Have you ever wondered how facial recognition works?
With text or number-based tasks in machine learning, we can teach our machine what is important; for example, if I wanted to predict your income, I could teach the machine to learn from important "features", like your education, age, and career. What about images? What "features" can a machine learn to recognize your face?
This analysis uses the Yale Face Database to generate and examine features that can predict whose face is in a given picture. The goal is to build an intuition for RBM output on image datasets.
You can fork this project from my github repo here.
The Yale Face Database contains 165 grayscale images in GIF format of 15 individuals. There are 11 images per subject, one per different facial expression or configuration: center-light, w/glasses, happy, left-light, w/no glasses, normal, right-light, sad, sleepy, surprised, and wink.
Credit also goes to the creators of this normalized version of this dataset. The Centered versions of the images are what are used in the below analysis. Here's a few selected examples:
Simple - pixels! More specifically, computers see a huge matrix of numbers that describe the color content of each pixel in an image. These images are gray-scale, so each pixel is assigned a number that describes how bright the pixel is:
If the image is colored, it's only a little more complicated: each pixel gets 4 numbers representing the RGBA color channels. These 4 numbers would describe how much Red, Blue, Green, and Alpha (transparency) compose that pixel. Most operations done on images are therefore just linear algebra computations.
Again, the goal is to have some features we can teach a machine to look for. Since a machine just sees a matrix, we need some way for it to learn in broad strokes - we don't want to do anything pixel-by-pixel. This is where Deep Learning comes in.
A Restricted Boltzmann Machine (RBM) is a Neural Network with only 2 layers: One visible, and one hidden.
The visible layer is the inputs; in this case, the images. The hidden layer will ultimately become information about useful features if training is successful.
For a deeper dive into how RBM's work, I like this video; for now, here's a simpler way to think about it. The input layer sends our image data to the hidden layer, and the hidden layer tries to describe it back to the input layer. The catch is that the hidden layer is "restricted"; the nodes in that layer cannot communicate with each other; each can only communicate with the input layer's nodes.
Like other neural nets, training involves some number of these epochs. Each epoch, the input layer uses some loss function to describe how poorly the hidden layer is doing and suggest improvements to each node.
The hope is that after enough training passes, each of the nodes in the hidden layer will have "focused" on certain image characteristics that contain information about what's in the image.
You could think about it this way: perhaps one node could learn to focus on eye color, one on nose shape, etc... That wouldn't be too far off conceptually, except that the features found by nodes are unlikely to be so intuitively human, as we'll see soon.
Once trained, the hidden layer will hold features that can be used to make predictions about brand new images. Let's see a Python implementation.
We can use skimage.io to read the images into memory:
"imgs" is now a list of arrays that each represent an image.

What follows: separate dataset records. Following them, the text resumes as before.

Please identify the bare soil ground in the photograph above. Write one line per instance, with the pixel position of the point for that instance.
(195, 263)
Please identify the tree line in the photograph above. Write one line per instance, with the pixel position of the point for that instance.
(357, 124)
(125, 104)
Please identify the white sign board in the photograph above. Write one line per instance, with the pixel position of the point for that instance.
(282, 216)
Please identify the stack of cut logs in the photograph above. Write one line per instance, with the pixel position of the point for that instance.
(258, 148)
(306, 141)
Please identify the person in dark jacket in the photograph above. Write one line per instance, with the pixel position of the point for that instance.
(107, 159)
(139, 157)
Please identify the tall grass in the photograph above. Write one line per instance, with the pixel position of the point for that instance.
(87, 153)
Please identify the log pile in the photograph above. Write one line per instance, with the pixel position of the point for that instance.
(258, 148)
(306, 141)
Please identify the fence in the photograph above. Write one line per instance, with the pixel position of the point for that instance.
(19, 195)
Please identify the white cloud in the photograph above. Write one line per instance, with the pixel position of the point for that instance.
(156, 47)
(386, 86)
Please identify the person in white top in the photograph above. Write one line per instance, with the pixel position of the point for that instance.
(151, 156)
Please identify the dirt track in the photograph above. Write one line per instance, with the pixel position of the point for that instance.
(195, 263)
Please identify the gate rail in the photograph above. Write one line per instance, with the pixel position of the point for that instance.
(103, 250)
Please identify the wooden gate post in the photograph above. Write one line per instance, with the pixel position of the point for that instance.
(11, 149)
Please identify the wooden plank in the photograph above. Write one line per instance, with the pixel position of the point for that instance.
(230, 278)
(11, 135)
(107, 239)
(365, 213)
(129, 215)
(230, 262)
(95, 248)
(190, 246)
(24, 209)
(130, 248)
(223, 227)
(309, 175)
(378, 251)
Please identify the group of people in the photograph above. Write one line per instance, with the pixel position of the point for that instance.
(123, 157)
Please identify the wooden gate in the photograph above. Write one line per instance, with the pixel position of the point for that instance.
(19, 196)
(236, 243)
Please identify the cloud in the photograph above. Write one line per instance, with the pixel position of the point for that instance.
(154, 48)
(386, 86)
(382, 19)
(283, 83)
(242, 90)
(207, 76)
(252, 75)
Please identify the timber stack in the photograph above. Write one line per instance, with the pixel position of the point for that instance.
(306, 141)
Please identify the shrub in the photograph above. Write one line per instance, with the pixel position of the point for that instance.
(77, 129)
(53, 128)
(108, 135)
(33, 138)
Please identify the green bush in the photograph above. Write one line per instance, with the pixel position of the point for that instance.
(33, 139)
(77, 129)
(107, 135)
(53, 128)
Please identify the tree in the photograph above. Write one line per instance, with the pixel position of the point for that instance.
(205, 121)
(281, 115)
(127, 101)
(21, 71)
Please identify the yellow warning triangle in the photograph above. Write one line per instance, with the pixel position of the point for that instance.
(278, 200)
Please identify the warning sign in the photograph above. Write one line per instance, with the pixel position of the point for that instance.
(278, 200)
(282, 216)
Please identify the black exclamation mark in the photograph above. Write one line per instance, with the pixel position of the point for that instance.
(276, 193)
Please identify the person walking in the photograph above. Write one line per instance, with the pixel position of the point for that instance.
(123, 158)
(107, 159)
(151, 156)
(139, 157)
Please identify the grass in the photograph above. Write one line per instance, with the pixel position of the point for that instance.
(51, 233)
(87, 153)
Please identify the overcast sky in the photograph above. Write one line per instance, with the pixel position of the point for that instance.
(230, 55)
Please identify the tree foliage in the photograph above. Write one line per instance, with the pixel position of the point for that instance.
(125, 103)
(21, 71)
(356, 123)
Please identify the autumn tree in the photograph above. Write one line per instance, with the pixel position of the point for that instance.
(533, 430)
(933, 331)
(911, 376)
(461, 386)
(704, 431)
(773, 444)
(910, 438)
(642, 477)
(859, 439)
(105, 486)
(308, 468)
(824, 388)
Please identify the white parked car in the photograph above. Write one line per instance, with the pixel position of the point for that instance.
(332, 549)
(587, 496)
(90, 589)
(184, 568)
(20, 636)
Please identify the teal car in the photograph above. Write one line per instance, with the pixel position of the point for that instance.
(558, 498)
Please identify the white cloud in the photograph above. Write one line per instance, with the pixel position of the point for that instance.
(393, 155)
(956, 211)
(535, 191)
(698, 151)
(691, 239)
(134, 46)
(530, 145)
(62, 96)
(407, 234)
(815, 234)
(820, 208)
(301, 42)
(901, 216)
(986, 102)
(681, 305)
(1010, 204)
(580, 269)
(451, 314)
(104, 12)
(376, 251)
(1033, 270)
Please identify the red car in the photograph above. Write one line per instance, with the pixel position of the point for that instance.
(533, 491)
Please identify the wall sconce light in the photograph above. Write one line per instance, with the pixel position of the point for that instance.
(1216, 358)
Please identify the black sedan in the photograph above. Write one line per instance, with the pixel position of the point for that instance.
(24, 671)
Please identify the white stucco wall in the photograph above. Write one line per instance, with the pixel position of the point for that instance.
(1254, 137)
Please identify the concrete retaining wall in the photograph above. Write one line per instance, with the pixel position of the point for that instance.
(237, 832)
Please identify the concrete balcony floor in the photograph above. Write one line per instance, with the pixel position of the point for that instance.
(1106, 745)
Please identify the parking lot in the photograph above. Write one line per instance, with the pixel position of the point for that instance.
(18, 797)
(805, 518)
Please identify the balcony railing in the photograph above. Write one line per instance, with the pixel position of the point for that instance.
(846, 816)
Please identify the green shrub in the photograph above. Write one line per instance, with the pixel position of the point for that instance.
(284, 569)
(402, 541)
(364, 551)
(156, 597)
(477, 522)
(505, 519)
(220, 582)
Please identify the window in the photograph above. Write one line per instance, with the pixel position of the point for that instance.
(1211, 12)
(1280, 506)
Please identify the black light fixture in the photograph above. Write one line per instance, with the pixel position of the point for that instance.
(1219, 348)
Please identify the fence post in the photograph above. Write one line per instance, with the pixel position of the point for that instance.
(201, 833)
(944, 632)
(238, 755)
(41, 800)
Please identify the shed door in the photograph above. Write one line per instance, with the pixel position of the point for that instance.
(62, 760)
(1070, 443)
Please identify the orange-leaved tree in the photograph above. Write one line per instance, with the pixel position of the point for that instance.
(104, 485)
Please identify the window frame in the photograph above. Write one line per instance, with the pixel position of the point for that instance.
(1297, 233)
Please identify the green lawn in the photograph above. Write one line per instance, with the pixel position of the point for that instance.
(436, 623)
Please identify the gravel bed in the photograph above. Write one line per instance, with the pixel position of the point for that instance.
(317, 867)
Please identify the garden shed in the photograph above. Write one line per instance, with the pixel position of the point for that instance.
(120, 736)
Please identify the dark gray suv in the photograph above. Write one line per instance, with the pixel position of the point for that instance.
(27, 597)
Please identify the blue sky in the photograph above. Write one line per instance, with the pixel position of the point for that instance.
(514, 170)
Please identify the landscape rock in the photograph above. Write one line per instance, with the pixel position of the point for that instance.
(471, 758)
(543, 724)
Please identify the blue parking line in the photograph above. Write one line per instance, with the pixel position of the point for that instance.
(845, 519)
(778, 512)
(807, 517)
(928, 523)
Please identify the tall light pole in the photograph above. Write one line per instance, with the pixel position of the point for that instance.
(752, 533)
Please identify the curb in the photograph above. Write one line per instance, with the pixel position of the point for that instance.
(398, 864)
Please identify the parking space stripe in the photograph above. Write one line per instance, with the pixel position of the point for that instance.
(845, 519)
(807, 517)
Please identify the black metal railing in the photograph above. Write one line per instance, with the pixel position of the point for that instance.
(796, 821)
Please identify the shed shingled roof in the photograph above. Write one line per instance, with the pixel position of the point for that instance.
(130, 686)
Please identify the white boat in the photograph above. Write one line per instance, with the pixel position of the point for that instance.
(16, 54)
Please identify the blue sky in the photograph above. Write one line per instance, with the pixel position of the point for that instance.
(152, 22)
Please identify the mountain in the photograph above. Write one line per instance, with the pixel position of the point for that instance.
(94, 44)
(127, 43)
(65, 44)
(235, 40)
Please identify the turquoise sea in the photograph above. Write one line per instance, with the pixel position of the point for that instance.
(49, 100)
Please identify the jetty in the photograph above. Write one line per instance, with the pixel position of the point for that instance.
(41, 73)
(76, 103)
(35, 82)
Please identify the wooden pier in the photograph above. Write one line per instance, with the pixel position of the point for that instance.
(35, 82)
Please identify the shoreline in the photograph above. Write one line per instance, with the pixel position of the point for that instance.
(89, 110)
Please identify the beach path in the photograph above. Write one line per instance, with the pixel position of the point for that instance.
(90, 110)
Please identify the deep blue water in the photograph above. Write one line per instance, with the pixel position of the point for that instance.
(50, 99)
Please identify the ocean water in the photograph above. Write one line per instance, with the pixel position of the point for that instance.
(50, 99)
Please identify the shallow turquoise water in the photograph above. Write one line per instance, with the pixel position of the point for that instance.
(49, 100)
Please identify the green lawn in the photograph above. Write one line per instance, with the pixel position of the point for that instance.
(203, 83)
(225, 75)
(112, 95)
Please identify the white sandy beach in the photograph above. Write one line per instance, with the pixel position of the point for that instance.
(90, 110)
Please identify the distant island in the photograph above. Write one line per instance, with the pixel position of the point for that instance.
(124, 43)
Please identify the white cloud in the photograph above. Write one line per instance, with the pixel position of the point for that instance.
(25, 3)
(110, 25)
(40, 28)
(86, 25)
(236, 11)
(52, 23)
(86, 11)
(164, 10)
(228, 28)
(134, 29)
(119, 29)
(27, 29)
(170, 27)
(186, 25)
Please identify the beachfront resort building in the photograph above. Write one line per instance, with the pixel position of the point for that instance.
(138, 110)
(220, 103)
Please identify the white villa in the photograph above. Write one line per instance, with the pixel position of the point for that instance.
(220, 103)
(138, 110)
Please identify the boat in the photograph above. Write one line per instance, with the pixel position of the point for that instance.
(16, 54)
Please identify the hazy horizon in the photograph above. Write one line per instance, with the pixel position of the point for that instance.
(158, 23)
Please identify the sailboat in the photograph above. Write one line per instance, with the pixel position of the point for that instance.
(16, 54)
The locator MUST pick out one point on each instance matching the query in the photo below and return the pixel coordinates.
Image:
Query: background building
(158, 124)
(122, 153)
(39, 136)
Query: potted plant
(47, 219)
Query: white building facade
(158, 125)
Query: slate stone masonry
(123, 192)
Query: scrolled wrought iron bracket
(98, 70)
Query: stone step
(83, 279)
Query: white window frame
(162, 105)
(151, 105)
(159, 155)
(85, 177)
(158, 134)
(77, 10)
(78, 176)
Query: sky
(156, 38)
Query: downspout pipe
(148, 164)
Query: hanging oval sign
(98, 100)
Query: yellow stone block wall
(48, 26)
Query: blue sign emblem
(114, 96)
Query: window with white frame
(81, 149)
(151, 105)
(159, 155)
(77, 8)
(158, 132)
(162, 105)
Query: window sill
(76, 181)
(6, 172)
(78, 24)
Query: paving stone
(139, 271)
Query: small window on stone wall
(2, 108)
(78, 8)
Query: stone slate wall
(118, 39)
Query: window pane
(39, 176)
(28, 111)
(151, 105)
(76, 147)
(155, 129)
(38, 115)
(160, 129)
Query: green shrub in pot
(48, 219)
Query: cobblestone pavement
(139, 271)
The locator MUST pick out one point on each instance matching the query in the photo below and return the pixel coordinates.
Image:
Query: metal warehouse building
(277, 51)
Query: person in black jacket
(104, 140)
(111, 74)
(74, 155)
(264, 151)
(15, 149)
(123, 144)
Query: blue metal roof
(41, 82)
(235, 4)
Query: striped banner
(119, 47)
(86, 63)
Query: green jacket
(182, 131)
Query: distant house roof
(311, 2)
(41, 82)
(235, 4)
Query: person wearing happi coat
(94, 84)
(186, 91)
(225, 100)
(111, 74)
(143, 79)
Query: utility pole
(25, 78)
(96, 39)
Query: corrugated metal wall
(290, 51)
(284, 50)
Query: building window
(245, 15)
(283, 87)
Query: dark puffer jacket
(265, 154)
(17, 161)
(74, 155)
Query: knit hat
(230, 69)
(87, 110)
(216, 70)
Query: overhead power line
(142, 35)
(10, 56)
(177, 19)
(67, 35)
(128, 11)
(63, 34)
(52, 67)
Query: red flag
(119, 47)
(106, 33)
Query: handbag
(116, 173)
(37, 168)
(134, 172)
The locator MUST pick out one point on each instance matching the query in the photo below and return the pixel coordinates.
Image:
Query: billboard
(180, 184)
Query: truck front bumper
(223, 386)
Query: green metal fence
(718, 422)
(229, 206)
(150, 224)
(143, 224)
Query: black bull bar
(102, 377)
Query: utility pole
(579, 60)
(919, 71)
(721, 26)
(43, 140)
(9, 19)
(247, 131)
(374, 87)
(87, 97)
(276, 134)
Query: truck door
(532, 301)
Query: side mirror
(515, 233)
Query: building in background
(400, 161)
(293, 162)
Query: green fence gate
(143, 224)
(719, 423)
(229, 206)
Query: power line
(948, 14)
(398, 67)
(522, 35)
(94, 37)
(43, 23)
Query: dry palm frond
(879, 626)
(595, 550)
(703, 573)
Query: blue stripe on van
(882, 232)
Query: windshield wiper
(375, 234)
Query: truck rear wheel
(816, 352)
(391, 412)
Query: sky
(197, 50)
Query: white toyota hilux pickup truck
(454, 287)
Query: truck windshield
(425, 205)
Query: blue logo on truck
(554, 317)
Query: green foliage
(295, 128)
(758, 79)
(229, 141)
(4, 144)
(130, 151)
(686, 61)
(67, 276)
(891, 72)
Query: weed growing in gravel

Before feeding these into an RBM, consider resizing them. Right now they are 231x65, or over 38 thousand pixels each. If we shrink to 77x65, we reduce that to about 5 thousand pixels, which can significantly improve the speed of training. Finally, we want to flatten our input from a 77x65 to a single 2D list of 1x5005, so the RBM receives a flat input layer:
Next, we can set up a Pipeline that feeds the data through an RBM, and then the output can be used by a Logistic Regression to classify the different faces.
We'll use a learning rate of .01. Just like any other neural net, this refers to how quickly the nodes react to "suggestions" from the loss function. In this case we'll create 150 nodes in the hidden layer, which means we'll get 150 features to use to predict who's in each picture.
Before we actually feed this pipeline to our images, we also need to feed it labels, as Logistic Regression is a supervised learning technique. The Yale images are named in a certain order, so you can create a target variable this way:
We're ready to train the pipeline:
Now we have a model. Before we take a closer look at what the RBM has done, we can predict the training data. (Overfitting applies here, so as always, testing a model on the same data it trained on is poor practice. This project is really about understanding RBM's and facial recognition, so we'll take the shortcut.)
You can see the full output of this report here, but this model correctly identifies the person in 96% of the training images.
With the model fitted, we can access the hidden layer by calling the components attribute. As a reminder, these will be computer-representations of images: big matrices. The below code accesses all 150 components and converts them to images we can examine.
We can take a closer look at a few of these:
For some hidden components, like the left and center examples above, it's intuitive to see how they are storing information about image content, and how they contribute to recreations of the original (during training) or predictions. Others, like the right, are less intuitive. This is NOT an indication of usefulness; even if a hidden component is not intuitively explaining patterns to the human eye, it can still contain information that a machine can process, and can combine with other hidden components to make accurate predictions.